Mas a pendência daquele dia era completamente diferente, depois roncar dormindo resmungando e rangendo dentes por mais mai três horas seguidas, ele acordou banhado de suor, a sombra da copaíba que de manhã tivera fresquinha uma delicia, alongou-se na direção do rio, o deixando a mercê do sol escaldante. Levantando mais vermelho que pimenta malagueta madura. Mais suado que uma tampa de marmita quente, bastante mal humorado, ele gritou pelo nome de dentuço que finalizava a construção de seu novo esconderijo, a cerca de cem metros abaixo na tal lapa de pedra de um sangradouro, bem a margem do rio. Uma obra de arte esculpida pela natureza através das enchentes e a ação do tempo.

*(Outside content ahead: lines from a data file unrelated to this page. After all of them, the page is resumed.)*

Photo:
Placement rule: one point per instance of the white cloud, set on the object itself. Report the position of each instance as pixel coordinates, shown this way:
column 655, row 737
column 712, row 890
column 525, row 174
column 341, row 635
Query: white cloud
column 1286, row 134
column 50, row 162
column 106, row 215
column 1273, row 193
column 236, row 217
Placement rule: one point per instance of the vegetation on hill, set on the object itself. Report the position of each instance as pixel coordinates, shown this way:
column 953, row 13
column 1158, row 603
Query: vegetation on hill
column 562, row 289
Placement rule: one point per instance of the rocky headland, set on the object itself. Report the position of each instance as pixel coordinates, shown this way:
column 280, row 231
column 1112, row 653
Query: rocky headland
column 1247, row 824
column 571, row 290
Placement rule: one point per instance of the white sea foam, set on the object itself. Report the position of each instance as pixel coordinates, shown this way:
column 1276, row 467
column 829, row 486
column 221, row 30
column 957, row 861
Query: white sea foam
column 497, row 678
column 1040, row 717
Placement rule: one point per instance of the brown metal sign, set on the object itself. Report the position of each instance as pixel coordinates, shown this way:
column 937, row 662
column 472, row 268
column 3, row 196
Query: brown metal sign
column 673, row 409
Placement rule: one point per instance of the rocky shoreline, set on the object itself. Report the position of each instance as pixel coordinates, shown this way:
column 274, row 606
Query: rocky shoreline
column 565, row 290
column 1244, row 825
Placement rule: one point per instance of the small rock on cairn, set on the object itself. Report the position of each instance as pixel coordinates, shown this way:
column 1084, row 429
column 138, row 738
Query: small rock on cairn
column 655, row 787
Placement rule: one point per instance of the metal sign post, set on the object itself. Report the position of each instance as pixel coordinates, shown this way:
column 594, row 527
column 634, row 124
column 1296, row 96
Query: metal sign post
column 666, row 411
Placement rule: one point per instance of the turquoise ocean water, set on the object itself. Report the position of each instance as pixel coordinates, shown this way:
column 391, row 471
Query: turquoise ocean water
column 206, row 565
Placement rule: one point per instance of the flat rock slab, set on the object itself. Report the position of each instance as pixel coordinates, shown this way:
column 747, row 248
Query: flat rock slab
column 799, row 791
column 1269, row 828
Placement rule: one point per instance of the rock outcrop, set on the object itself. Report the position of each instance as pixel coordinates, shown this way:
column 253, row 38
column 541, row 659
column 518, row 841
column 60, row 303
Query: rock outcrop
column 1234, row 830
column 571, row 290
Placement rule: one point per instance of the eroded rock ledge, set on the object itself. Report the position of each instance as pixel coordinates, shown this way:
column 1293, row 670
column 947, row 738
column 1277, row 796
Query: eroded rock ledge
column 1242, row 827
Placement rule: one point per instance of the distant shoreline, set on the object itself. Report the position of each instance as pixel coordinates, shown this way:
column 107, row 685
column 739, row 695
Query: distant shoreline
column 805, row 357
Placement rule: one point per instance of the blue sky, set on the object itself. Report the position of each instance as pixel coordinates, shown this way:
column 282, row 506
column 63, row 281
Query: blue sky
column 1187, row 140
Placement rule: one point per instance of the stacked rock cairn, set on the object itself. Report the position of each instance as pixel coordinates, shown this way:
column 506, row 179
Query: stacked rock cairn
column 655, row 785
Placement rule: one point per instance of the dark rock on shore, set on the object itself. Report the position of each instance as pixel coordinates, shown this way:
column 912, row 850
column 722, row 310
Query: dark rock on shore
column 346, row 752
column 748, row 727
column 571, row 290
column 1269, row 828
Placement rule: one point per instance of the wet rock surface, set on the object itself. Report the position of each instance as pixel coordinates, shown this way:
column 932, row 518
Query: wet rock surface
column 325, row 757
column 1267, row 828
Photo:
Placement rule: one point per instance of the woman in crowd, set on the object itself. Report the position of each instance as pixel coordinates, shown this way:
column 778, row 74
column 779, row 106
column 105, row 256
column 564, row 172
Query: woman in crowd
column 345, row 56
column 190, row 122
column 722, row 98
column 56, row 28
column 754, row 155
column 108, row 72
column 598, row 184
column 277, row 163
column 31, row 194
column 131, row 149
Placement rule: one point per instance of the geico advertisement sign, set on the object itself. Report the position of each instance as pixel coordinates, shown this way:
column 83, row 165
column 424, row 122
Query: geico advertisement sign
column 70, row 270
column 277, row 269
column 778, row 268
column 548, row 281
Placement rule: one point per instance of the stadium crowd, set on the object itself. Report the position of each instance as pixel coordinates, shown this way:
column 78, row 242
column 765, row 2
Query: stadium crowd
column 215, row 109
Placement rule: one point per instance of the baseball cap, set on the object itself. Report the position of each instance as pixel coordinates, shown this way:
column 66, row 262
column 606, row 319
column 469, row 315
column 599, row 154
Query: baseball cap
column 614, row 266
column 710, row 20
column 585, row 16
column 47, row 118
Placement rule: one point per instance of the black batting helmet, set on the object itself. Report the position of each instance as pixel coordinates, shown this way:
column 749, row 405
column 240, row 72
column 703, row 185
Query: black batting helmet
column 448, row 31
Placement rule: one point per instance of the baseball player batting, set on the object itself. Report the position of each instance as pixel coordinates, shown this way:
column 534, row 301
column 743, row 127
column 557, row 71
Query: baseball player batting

-- Pruque voismicê num me chamô, dentuço? Ieu intempo de morrê dirritido no sol e voismicê nesse pralá pracá, parece inté qui num tem zóio na cara!
--Óia coroné ieu num tô pralá pracá nunsinhô desde qui voismicê deitô aí, ieu num vortei mais aqui, pra num atrapaiá vossa forgança. Ieu tava lá arrematano o cá natureza cumeçô, ua berezura de lapa, vai lá mode vê a maravia de iscunderijo. Dá preu vivê forgado se num tivé inchente!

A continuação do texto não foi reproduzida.